Le constat est clair. "Nous accusons du retard par rapport à nos voisins européens sur le sujet", estime Bercy, à propos du déploiement de solutions d'industrie du futur dans les entreprises de l'Hexagone. Confortant cet avis, une étude, menée en 2019 par l'Alliance Industrie du Futur (AIF), le Gimelec et le Symop, explique que "le taux de croissance annuel de la robotisation plafonne à 3,4 % en France contre 6,7 % pour l'Espagne". Le trio regrette même "un retard conséquent en robotisation (hors secteur automobile)".

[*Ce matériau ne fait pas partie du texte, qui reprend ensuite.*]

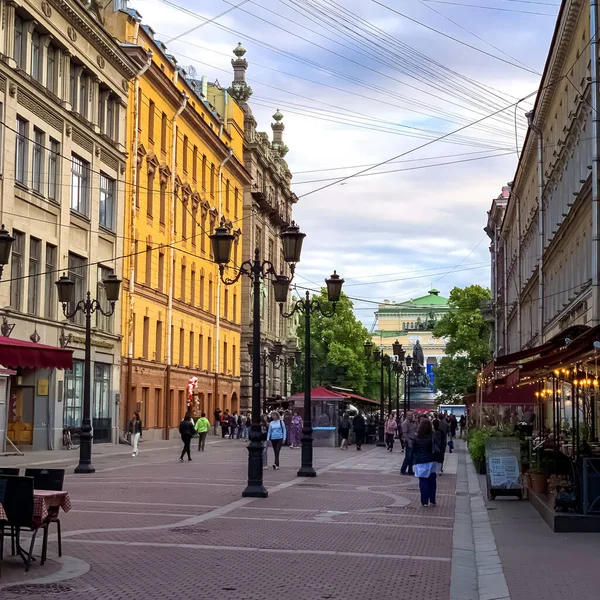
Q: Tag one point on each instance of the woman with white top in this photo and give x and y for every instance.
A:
(276, 434)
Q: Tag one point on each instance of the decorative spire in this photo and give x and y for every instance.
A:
(239, 89)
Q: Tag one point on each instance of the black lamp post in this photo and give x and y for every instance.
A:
(308, 306)
(257, 270)
(6, 242)
(66, 295)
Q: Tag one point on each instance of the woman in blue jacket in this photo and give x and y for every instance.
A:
(276, 434)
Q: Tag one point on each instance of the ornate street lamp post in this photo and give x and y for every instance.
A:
(308, 306)
(258, 270)
(66, 295)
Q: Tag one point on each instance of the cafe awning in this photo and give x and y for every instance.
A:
(27, 355)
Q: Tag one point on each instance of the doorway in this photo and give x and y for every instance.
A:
(20, 415)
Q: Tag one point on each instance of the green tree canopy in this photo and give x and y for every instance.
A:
(467, 342)
(337, 345)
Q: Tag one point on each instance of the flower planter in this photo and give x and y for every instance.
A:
(539, 483)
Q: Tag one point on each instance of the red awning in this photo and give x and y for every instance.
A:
(27, 355)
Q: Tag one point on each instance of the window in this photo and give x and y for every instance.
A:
(35, 258)
(146, 339)
(193, 289)
(80, 185)
(150, 195)
(50, 278)
(163, 203)
(101, 406)
(161, 270)
(151, 110)
(163, 133)
(185, 145)
(103, 322)
(38, 161)
(53, 174)
(19, 50)
(36, 56)
(107, 201)
(148, 265)
(158, 353)
(78, 275)
(16, 269)
(83, 94)
(183, 278)
(73, 395)
(200, 351)
(51, 69)
(21, 151)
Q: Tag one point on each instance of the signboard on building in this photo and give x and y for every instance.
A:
(503, 458)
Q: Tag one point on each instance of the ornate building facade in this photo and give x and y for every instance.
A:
(186, 175)
(63, 99)
(268, 203)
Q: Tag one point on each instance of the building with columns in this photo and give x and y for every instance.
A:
(411, 322)
(186, 176)
(268, 203)
(63, 98)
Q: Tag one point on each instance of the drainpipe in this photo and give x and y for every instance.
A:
(170, 266)
(218, 320)
(595, 138)
(133, 232)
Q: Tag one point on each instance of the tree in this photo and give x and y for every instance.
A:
(337, 345)
(467, 343)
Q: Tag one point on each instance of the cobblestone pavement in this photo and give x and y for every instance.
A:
(151, 527)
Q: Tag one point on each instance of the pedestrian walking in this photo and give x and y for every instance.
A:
(409, 433)
(202, 426)
(295, 430)
(276, 434)
(425, 463)
(217, 421)
(440, 445)
(344, 429)
(390, 432)
(359, 425)
(186, 430)
(225, 424)
(135, 432)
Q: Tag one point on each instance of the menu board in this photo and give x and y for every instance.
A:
(503, 465)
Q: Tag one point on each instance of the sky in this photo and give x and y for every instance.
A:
(359, 84)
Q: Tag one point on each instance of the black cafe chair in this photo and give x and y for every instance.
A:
(49, 479)
(10, 471)
(18, 505)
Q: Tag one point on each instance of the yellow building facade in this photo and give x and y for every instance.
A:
(185, 176)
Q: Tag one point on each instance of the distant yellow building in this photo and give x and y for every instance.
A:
(185, 175)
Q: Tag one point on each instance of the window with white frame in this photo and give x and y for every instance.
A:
(80, 170)
(37, 165)
(21, 151)
(107, 201)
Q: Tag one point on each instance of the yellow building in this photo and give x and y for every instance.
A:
(185, 175)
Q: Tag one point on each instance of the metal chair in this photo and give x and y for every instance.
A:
(49, 479)
(18, 505)
(10, 471)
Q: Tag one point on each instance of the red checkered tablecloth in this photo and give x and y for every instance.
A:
(43, 500)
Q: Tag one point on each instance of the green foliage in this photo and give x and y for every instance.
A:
(337, 344)
(467, 345)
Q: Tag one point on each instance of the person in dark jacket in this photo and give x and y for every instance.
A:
(425, 464)
(186, 429)
(359, 427)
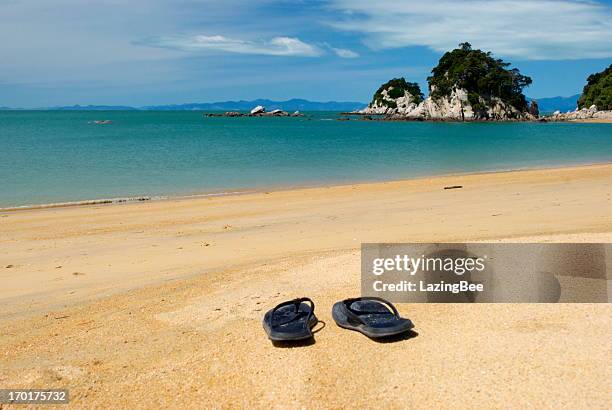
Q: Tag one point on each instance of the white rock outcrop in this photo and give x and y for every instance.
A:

Dans l'espoir de revenir au niveau des autres pays européens, le gouvernement français a décidé l'an dernier d'allouer, dans son plan France Relance doté de 100 milliards d'euros, une enveloppe spécifique à l'industrie du futur d'un montant de 280 millions jusqu'en 2022. Les PME et ETI peuvent en bénéficier grâce à un guichet dématérialisé géré l'Agence de services et de paiement (ASP). Ouvert du 27 octobre au 31 décembre 2020 dans un premier temps, le mécanisme offrant un co-financement public de 10 à 20% - voire 40% dans certains cas - n'a pas manqué de séduire les industriels, au point de consommer potentiellement tout le budget prévu sur trois ans initialement.
"L'initiative a rencontré un franc succès aussi bien qualitatif que quantitatif. Nous avons reçu 7.750 demandes portant sur des investissements de plus de 2,7 milliards d'euros (chiffres arrêtés au 9 avril, ndlr). Près de 900 décisions positives ont déjà été envoyées représentant 104 millions d'euros d'aides, pour 289 millions d'euros d'investissements industriels", se félicite le cabinet de la ministre déléguée chargée de l'industrie, Agnès Pannier-Runacher.
175 millions d'euros "d'argent nouveau"
Pour être éligible à de ce guichet "Industrie du futur", les entreprise doivent répondre à deux critères principaux. Le projet doit tout d'abord porter sur une activité de production industrielle et l'investissement doit faire partie d'une liste de huit types d'équipements arrêtée par un décret du 23 octobre dernier. Sont ainsi concernées les dépenses liées aux équipements robotiques ou à la fabrication additive; les logiciels pour la conception, la fabrication ou la maintenance ; les capteurs physiques collectant des données ; les machines intégrées destinés au calcul intensif ; les machines de production à commande programmable ou numérique ; les équipements de réalité augmentée ou virtuelle ; et les logiciels ou équipements qui recourt à de l'intelligence artificielle.
Selon un premier bilan portant sur le fond des demandes de subventions, la moitié des dossiers concerne des investissements pour des machines à commande numérique, et 17% pour des logiciels et 16% pour des robots/cobots. "Ces investissements correspondent à un rattrapage technologique réalisé par les entreprises françaises et constituent également le premier échelon vers l'industrie du futur", commente l'équipe de la ministre.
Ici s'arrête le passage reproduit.